The Lord knew that Moses would understand why the bush was blazing, yet it was not being consumed.
It all happened just the way the Lord said it would. When Pharaoh's chariots come after them, they blamed Moses for their fear. When they couldn't find enough food to eat, they blamed Moses for their hunger. When they couldn't find enough water to drink, they blamed Moses for their thirst.
And, when they realized that the Lord favored Moses, they became jealous of him.
Moses, the one drawn from the water.
I remember the moment that his face began to change. I could see the beginnings of life in it. I could see that he was beginning to remember all of the things that others had done for him.
I remember thinking that he would refuse to turn the Nile into a river of blood when the Lord asked him. He would not turn on the river that had saved his life. I knew I'd have to get Aaron to do that.
I remember thinking that he would refuse to fight the Midians when the Lord asked him. He would not stand against those who had given him shelter. I knew I'd have to get Joshua to do that.

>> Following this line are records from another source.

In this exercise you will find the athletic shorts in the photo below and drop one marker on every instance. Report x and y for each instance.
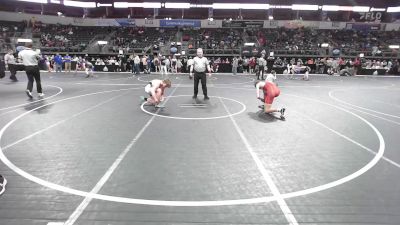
(147, 89)
(270, 92)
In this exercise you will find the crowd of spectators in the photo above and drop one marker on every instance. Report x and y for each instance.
(213, 38)
(129, 38)
(304, 40)
(68, 38)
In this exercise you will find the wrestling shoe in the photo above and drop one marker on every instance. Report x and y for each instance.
(3, 183)
(282, 111)
(29, 94)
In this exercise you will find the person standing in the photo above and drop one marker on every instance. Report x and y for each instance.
(189, 65)
(67, 60)
(164, 69)
(58, 63)
(145, 66)
(9, 61)
(261, 64)
(235, 64)
(156, 62)
(136, 62)
(200, 65)
(30, 60)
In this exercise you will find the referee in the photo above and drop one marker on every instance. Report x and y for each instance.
(30, 60)
(200, 64)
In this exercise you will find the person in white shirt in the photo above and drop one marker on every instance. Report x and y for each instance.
(200, 65)
(156, 62)
(9, 60)
(88, 68)
(174, 68)
(189, 65)
(30, 60)
(261, 66)
(235, 64)
(179, 65)
(164, 69)
(168, 63)
(136, 62)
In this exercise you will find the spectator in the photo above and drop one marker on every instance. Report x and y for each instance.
(67, 60)
(58, 61)
(136, 61)
(235, 64)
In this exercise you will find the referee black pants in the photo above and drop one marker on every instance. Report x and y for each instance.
(197, 77)
(33, 74)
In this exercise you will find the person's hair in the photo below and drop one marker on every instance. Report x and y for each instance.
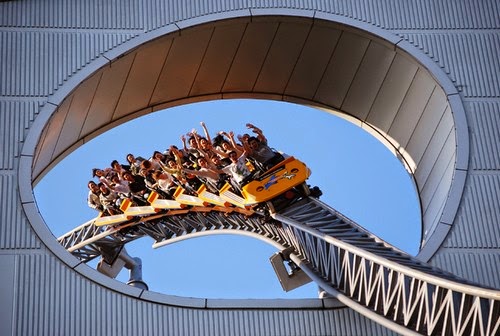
(146, 164)
(156, 174)
(252, 139)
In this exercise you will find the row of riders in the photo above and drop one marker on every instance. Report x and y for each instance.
(201, 160)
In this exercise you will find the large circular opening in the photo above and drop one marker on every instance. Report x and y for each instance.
(358, 175)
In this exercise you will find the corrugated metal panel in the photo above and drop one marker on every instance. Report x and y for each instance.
(485, 134)
(49, 291)
(476, 265)
(26, 56)
(160, 12)
(426, 14)
(477, 222)
(470, 59)
(15, 230)
(123, 14)
(15, 119)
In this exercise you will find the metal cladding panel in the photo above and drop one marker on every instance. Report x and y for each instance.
(392, 92)
(50, 136)
(442, 140)
(108, 93)
(45, 43)
(77, 113)
(434, 196)
(50, 292)
(475, 266)
(26, 56)
(15, 119)
(471, 60)
(311, 65)
(250, 56)
(410, 111)
(15, 230)
(7, 293)
(477, 222)
(223, 46)
(424, 130)
(341, 69)
(126, 14)
(142, 77)
(176, 82)
(485, 134)
(369, 78)
(282, 56)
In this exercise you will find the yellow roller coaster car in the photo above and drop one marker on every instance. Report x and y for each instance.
(274, 182)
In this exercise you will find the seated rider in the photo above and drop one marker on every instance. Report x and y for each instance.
(237, 169)
(93, 197)
(258, 149)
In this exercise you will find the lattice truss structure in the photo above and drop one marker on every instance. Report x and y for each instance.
(348, 262)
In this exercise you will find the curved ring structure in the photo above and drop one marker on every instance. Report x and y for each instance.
(417, 76)
(363, 272)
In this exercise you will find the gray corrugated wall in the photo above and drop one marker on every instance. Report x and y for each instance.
(460, 36)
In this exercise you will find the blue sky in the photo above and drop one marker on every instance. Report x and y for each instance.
(358, 176)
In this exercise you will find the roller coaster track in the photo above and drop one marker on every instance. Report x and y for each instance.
(359, 269)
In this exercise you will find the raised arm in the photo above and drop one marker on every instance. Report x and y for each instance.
(205, 130)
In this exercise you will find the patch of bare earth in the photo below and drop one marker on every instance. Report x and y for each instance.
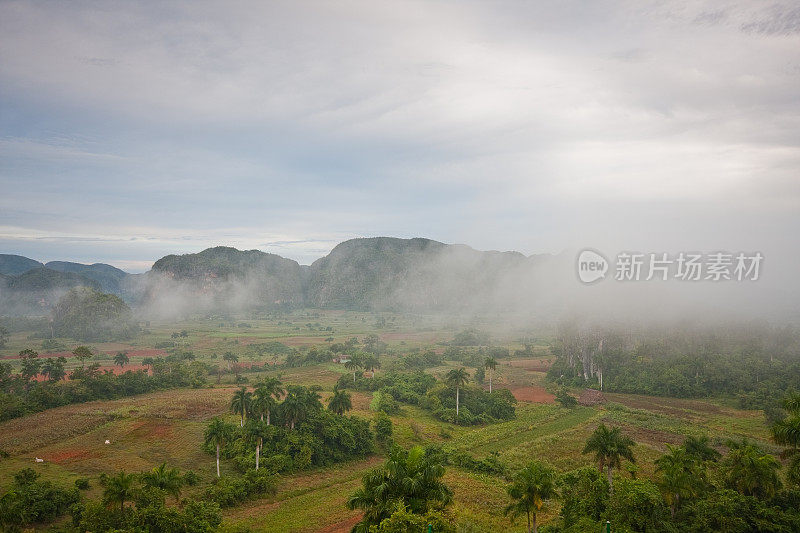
(533, 394)
(531, 365)
(667, 406)
(345, 526)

Then, I remember the moment that I knew he understood. The old fire had returned to his eyes.
His passion was blazing again, yet, this time, I knew that he would not be consumed.
Note: The story of the test arranged by an angel and the idea that Moses felt betrayed by the Israelites was taken from Elie Wiesel's essay, "Moses: Portrait of a Leader" which in published in a collection of Biblical Portraits and Legends titled Messengers of God (New York: Touchstone Publishing, 1976).